The identifier variable is id. It refers to the 8-digit official municipality key (AGS, Amtlicher Gemeindeschlüssel): states represent the leading two digits, counties the following three digits, and municipalities the trailing three digits.[4] The identifier allows to link the data to geodata or other information. A valuable and often requested source are corresponding geographic data (shapefiles) of municipality, county, and state boundaries as of 31 December 2019, provided by the Federal Agency for Cartography and Geodesy.[5] The GPOP database can be perfectly connected to the administrative shapefiles via the identifier variable id.
I would like to mention some special cases worth to notice. First, municipalities were merged on a large scale during the Nazi era in parts of the present-day county of Vorpommern-Greifswald (state of Mecklenburg-Vorpommern). Data in the 1939 census were collected at this aggregated level.

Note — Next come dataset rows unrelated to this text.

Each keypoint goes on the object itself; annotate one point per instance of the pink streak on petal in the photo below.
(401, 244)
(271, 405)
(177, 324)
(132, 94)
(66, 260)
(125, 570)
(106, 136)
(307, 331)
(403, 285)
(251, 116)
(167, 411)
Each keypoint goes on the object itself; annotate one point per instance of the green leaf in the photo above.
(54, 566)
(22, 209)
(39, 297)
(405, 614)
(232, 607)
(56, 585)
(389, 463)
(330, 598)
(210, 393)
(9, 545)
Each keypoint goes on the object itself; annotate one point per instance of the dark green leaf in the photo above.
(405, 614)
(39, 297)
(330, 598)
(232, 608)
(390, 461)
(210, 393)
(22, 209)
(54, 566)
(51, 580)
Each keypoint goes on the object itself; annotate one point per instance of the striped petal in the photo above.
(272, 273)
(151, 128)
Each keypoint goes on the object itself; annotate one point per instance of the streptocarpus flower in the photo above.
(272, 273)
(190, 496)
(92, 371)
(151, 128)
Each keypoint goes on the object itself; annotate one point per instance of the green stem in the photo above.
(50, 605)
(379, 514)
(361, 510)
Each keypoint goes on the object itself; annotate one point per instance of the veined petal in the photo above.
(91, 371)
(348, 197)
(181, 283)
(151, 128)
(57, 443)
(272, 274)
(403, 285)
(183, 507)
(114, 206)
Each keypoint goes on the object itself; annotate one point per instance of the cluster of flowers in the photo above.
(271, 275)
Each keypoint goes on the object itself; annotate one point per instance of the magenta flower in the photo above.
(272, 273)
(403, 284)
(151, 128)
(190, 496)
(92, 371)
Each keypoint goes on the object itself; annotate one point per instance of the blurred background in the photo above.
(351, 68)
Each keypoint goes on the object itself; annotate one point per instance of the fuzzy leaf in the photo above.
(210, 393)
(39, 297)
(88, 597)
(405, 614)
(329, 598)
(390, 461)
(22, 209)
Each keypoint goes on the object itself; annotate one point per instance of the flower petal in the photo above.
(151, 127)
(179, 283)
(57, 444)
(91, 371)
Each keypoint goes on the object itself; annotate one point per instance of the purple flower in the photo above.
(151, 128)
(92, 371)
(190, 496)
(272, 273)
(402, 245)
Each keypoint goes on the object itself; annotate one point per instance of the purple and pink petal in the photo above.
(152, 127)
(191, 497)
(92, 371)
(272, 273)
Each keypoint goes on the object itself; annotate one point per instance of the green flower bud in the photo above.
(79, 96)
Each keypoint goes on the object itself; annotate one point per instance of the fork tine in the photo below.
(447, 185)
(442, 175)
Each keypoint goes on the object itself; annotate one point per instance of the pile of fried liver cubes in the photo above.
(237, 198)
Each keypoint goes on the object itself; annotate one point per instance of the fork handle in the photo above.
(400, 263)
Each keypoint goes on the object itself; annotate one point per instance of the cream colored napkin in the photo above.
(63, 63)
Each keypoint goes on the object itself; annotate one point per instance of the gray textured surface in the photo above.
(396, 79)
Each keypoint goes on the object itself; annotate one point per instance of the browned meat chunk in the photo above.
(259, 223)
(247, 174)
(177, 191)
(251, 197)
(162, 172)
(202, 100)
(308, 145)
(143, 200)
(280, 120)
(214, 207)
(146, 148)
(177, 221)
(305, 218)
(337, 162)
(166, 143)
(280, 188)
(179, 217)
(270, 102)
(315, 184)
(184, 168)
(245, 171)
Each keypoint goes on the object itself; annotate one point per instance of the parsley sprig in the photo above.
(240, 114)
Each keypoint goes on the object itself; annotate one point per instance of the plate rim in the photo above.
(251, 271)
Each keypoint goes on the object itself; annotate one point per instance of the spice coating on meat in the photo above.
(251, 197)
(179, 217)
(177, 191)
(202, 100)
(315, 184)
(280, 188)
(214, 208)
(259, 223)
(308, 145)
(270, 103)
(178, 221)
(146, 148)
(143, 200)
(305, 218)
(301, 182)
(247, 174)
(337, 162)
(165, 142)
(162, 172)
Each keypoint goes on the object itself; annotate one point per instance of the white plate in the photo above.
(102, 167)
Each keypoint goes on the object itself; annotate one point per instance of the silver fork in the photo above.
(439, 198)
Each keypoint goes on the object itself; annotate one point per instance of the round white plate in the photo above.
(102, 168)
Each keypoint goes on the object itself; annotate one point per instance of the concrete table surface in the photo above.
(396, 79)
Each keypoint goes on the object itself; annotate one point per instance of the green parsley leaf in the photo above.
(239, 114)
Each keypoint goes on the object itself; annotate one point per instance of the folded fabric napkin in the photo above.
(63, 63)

Many mergers were reversed after World War Two, but no disaggregated population data of 1939 is available. This results in several missing observations and population spikes in 1939 in the county of Vorpommern-Greifswald. There are more cases of reversed mergers, but this is the most prominent and region-wide case. I recommend to drop municipalities from this county from analysis, or to use data at the county or state level; aggregates almost entirely absorb missing data issues. Second, the municipality of Amt Neuhaus (nowadays state of Niedersachsen) was part of East Germany between 1945 and 1993. Data for this municipality are for 1964 and 1985, but were filed as 1961 and 1987 to be consistent with the remainder state of Niedersachsen.
4 Access
The GPOP database is publicly available without any access restrictions. Version 1.0 of the database can be accessed via the Institutional Repository (Publikationsserver) of Technische Universität Braunschweig. The Digital Object Identifier (DOI) is 10.24355/dbbs.084-202207181844-0.[6]
The dataset can be downloaded as a Zip folder (gpop_v1.zip) which contains a Readme file (readme.txt), this article (roesel_2022.pdf), a citation suggestion (how_to_cite.txt), and the data. The database is stored in a subfolder data and consist of separate files for the municipality level (muni), the county level (county), and the state level (state). The data are provided in three different data formats: delimited text files (csv), XML spreadsheets (xlsx), and Stata files (dta).[7] Imports from csv files should be encoded with UTF-8.
Any use of the database is free but requires citing this article. Questions, comments, and suggestions about the GPOP dataset should be directed to the author of this article. The mail address to be contacted is: f.roesel@tu-braunschweig.de.
5 Research Questions
The new GPOP database allows to study an array of new research questions related to local economic development in general and related to Germany in particular. Among others, three strands of the literature are prime candidates.
First, there is a growing debate about the dimensions and dynamics of regional disparities in Germany (for example, Ragnitz 2019). The new dataset allows to study urbanization trends (Rösel and Weishaupt 2020), the East-West divide (Rösel 2022), and the rise and fall of regions as a result of structural change. Figure 1a shows that total population living within the borders of present-day Germany grew steadily from 30 million in 1871 to more than 80 million today. Total population however hides a big and ever-growing divide between East and West Germany. Before separation, both parts of the country had very similar levels and growth paths in population density, Figure 1b. Since 1945, however, East and West are heavily drifting apart. Reunification did not reverse but doubled the gap in population density. This deserves much more research attention.

Population trends in Germany. The figures show population trends in Germany between 1871 and 2019. (a) Shows total population in Germany in contemporary boundaries as of 31 December 2019. (b) Compares average population density (population per square kilometer) in West German and East German municipalities. Vertical lines frame the time of Germany’s separation. Data: GPOP Version 1.0.
When considering very local dynamics, Figure 2a illustrates that Germany’s main period of industrialization came along with massive agglomeration growth in the Ruhr area, Berlin, or Frankfurt am Main between 1871 and 1939. Rural areas in the Northern parts of Bayern and Baden-Württemberg and in North Germany declined, despite a large increase of Germany’s total population of more than 60%. After World War Two, trends changed, see Figure 2b. In the West, suburban areas surrounding the cities grow most. Population increased all over West Germany, with few exceptions in Rheinland-Pfalz in the South West, along the Western coast of Schleswig-Holstein, and regions in proximity to the Iron Curtain. By contrast, at the time around reunification, many East German regions recorded population numbers close to or below 1939 levels. After 1990, the divide even deepened. East Germany lost another net population of almost 3 million. Only the suburbs of Berlin and other large cities were growing, see Figure 2c. Remote regions and former industrial strongholds in the West are declining as well. Future research may address the dynamics of local economic growth within Germany in a more systematic and comparative way.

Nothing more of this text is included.